The panel added: “Practitioners described feeling pressured to close cases due to high workloads, particularly in social care. This contributed to a cycle of short-term engagement, repeated referrals, and escalating concerns, with children’s situations deteriorating
over time.”
The panel’s action plan for neglect
On the back of the report, the panel has issued an action plan to improve agencies’ response to neglect, on which it has pledged to work with government departments and other partners. This includes:
- Reviewing the definition of neglect in Working Together to address ambiguity around terms like “persistence” and “serious impairment and ensure they reflect cumulative harm and emotional neglect, and to support the development of a shared national understanding of neglect across all agencies.

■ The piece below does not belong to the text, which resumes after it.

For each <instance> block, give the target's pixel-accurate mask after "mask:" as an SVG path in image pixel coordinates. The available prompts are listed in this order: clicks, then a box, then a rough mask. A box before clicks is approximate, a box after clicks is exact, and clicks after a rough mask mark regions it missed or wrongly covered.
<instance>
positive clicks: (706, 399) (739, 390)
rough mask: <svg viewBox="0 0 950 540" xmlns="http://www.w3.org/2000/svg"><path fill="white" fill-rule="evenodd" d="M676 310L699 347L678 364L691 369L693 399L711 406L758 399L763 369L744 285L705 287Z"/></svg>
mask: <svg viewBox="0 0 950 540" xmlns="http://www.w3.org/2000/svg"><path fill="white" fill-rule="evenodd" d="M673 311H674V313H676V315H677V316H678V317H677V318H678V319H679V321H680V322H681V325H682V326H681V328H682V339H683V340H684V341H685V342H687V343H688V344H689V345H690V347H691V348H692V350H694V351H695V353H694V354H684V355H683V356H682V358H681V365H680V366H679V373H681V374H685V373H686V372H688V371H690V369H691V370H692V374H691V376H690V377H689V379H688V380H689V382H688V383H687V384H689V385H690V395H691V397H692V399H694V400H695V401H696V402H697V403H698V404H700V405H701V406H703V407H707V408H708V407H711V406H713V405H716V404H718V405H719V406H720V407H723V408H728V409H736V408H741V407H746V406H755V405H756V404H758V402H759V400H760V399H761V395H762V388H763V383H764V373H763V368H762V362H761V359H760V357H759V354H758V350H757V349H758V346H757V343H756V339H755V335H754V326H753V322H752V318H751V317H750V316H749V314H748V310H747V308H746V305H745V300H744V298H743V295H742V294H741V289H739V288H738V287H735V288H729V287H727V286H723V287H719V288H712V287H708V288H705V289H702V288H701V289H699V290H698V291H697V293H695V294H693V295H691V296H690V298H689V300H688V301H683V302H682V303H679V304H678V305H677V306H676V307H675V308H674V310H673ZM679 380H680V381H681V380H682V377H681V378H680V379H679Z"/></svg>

- A review of the evidence base for existing neglect-related tools, to examine their effectiveness in supporting practitioners to identify, assess and respond to neglect and improving practice and outcomes for children, with consideration also given to the case for a single national multi-agency tool.
- Strengthening statutory guidance to improve practitioners’ understanding of how to work where there is a lack of consent, including to reduce stigma and support parental engagement, and of what significant harm looks like in the context of neglect.
- Encouraging a stronger focus on the child’s daily lived experience in all neglect assessments.
The panel also said it would work with safeguarding partnerships to highlight and disseminate learning from the thematic analysis, including through a new neglect hub on its website.